It might be assumed that parishes around the world are basically similar — and in the most general sense they are. They have a congregation, a spiritual leader for the community and a place to gather and pray. Beyond those generalities though, there are many differences in culture, architecture, style, music, environment and sense of the sacred. Many of these differences are on display in Cambodian parishes.
The average congregation in a Cambodian parish (called a “pastoral center” here) is 15-50 people. Many of these communities began with a handful of people meeting on Sundays in a large house, perhaps the home of one of the members, or a house the church rented for that purpose.
Gradually, as the community continued and grew, a small church was erected, a permanent sign of the presence of God’s people in the village or commune (a group of villages). Bishop Olivier Schmitthaeusler, Bishop of Phnom Penh, Cambodia, has been very energetic in building these small churches around the vicariate (the name of a diocese in a mission country.)
Each of these communities have just one liturgy per weekend, with the local priest traveling to several communities each Saturday and Sunday.
If there is a Saturday evening Mass, usually it is because of scheduling, to allow the priest to reach more pastoral centers on one weekend. If a church has a Saturday Mass, it might not have a Sunday Mass.
Inside these churches there are no pews or chairs, and shoes are not worn. The people sit on mats spread throughout the room. The sanctuary is a low platform about eight inches high with an altar about 18 inches high. The priest sits on the floor behind the altar. For better visibility, the priest may sometimes sit on a small stool behind the altar. This reflects the Buddhist culture and the way the pagodas are arranged.
For Catholic converts coming from Buddhism, this arrangement establishes for them a sense of the holy that they have grown up with.
Because there is no air conditioning and because sitting on the floor in a full set of vestments is quite awkward, often the priest wears only an alb and a stole. There is also very little movement by the priest or the congregation. There may be a procession into the church at the beginning. Though, those can be awkward when the people in procession each pause to kick off their sandals at the door, leaving a pile of footwear right in the middle of the entranceway.

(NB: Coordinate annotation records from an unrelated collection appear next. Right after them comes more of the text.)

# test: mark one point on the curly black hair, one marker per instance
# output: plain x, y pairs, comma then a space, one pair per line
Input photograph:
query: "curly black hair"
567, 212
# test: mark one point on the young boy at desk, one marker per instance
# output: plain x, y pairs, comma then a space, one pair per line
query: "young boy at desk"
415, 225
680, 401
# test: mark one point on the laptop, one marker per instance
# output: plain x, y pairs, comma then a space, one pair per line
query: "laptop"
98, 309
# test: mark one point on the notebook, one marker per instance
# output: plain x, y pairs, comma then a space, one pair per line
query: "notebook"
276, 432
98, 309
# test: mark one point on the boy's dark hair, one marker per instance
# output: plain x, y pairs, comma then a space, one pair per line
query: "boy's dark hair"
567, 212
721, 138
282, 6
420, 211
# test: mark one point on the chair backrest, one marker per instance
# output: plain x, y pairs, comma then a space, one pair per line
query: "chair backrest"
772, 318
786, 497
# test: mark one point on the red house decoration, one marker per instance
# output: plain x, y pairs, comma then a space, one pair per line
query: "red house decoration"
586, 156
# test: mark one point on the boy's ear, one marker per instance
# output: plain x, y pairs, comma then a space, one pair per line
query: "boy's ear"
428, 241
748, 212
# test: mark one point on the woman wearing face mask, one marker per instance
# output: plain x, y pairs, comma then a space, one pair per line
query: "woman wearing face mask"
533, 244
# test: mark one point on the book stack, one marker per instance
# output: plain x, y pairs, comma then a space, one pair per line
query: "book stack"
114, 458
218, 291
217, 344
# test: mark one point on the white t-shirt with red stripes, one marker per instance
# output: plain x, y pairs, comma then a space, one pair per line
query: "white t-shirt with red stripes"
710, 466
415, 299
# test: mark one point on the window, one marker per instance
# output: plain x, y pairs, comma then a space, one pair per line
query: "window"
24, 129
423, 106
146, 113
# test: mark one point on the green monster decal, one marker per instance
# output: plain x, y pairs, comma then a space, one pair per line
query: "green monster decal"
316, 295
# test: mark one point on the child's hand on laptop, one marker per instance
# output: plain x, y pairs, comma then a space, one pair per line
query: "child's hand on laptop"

After the procession, the only time anyone moves from the sitting position is for the distribution of Communion. The priest proclaims the Gospel and preaches from his seated position behind the altar.
The Buddhist culture is evident in other ways also. The churches are generally decorated with only a crucifix and a few statues made from Cambodian luxury woods — a resource that is the pride of the country — with the figures carved with Khmer features and in traditional Khmer dress. The music is culturally adapted also. Cambodia has ten or so traditional rhythmic melodies that are used throughout society, at weddings, funerals and other celebrations, even at political rallies. These same melodies are used as the setting for the psalm response to the first reading and other parts of the Mass.
Cambodian parishes are Catholic but they often have a quite different feel about them.